New Article 'Improving J2EE Application Performance' Posted


News: New Article 'Improving J2EE Application Performance' Posted

  1. A new TSS article by Scott Marlow, "Improving J2EE Application Performance", describes how to achieve a high level of performance in a J2EE application. A structured approach to improving performance will be described that ranges from broad strokes (monitoring J2EE Application Server resource usage) to fine strokes (finding bottlenecks in the application).

    Read "Improving J2EE Application Performance"
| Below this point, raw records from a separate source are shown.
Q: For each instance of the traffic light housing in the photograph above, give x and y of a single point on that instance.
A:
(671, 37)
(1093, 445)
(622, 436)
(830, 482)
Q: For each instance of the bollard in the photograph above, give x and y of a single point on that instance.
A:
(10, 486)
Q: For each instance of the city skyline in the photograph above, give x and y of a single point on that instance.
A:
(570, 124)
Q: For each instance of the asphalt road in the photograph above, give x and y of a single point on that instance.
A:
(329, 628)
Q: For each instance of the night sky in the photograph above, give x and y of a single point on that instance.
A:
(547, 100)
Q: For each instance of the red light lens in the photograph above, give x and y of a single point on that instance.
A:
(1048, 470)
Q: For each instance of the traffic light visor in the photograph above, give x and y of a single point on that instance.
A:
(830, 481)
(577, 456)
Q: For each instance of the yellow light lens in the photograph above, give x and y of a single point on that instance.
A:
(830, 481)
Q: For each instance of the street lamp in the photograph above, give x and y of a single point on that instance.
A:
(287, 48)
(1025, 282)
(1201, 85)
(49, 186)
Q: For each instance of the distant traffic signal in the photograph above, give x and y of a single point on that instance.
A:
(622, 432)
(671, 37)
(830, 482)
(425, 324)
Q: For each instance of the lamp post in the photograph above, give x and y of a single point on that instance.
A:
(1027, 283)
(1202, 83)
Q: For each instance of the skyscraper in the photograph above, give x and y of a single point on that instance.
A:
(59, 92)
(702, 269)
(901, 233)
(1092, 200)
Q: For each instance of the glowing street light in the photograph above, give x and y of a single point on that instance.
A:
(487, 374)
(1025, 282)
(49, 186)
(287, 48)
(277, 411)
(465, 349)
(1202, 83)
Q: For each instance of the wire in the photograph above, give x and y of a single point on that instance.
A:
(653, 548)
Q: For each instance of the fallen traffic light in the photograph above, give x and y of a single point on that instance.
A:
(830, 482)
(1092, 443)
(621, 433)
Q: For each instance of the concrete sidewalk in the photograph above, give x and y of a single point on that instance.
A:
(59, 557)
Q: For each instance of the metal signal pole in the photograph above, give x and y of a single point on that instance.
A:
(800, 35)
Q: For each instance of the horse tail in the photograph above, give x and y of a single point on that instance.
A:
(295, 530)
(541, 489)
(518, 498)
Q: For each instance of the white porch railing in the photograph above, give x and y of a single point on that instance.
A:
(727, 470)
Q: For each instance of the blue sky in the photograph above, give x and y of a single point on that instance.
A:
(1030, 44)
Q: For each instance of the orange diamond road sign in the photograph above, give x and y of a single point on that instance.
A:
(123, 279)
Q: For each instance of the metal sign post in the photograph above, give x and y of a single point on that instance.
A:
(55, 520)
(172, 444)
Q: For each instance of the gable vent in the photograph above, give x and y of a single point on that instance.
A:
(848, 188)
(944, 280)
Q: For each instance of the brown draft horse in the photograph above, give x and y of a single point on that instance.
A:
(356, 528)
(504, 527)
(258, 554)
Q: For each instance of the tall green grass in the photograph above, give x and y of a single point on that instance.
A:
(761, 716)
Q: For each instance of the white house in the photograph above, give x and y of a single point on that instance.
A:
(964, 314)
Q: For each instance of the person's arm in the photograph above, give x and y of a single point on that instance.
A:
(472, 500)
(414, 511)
    Threaded Messages (21)

  2. Great article, test environment is extrememly important, especially once the initial application goes into production. This is important because when the next addition to the application comes down from the business folks, and you can't interrupt production, where do you test? The little QA environment that doesn't simulate the production env? Definitely plan for performance up front and have somewhere to test when you add or change functionality to your baseline. cb
  3. I have written a free Java performance monitoring tool called JAMon that I thought participants in this thread
    would be interested in . It couldn't be easier to use and provides a wealth of information
    including performance and scalability statistics and more. It includes capabilities that a number of the emails mentions including: monitoring of production java code, min/max/avg/std dev for response times, runtime disabling,...
    A link with a typical sample data:
    To learn about and download JAMon go to:
    If you know of anyone that wants to monitor there code, please refer them
    to this link. Thanks. Let me know what you think.
    JAMon is being hosted by Jack Shirazi, author of the O'Reilly book "Java
    Performance Tuning" -
  4. Steve, thank you for the JAMon tool...[ Go to top ]


    I tried JAMon and found it useful for measuring performance in server code. I also used it in some standalone (multi-threading) utilities as well

    My email address is no longer smarlow at silverstream dot com, it is now smarlow at novell dot com.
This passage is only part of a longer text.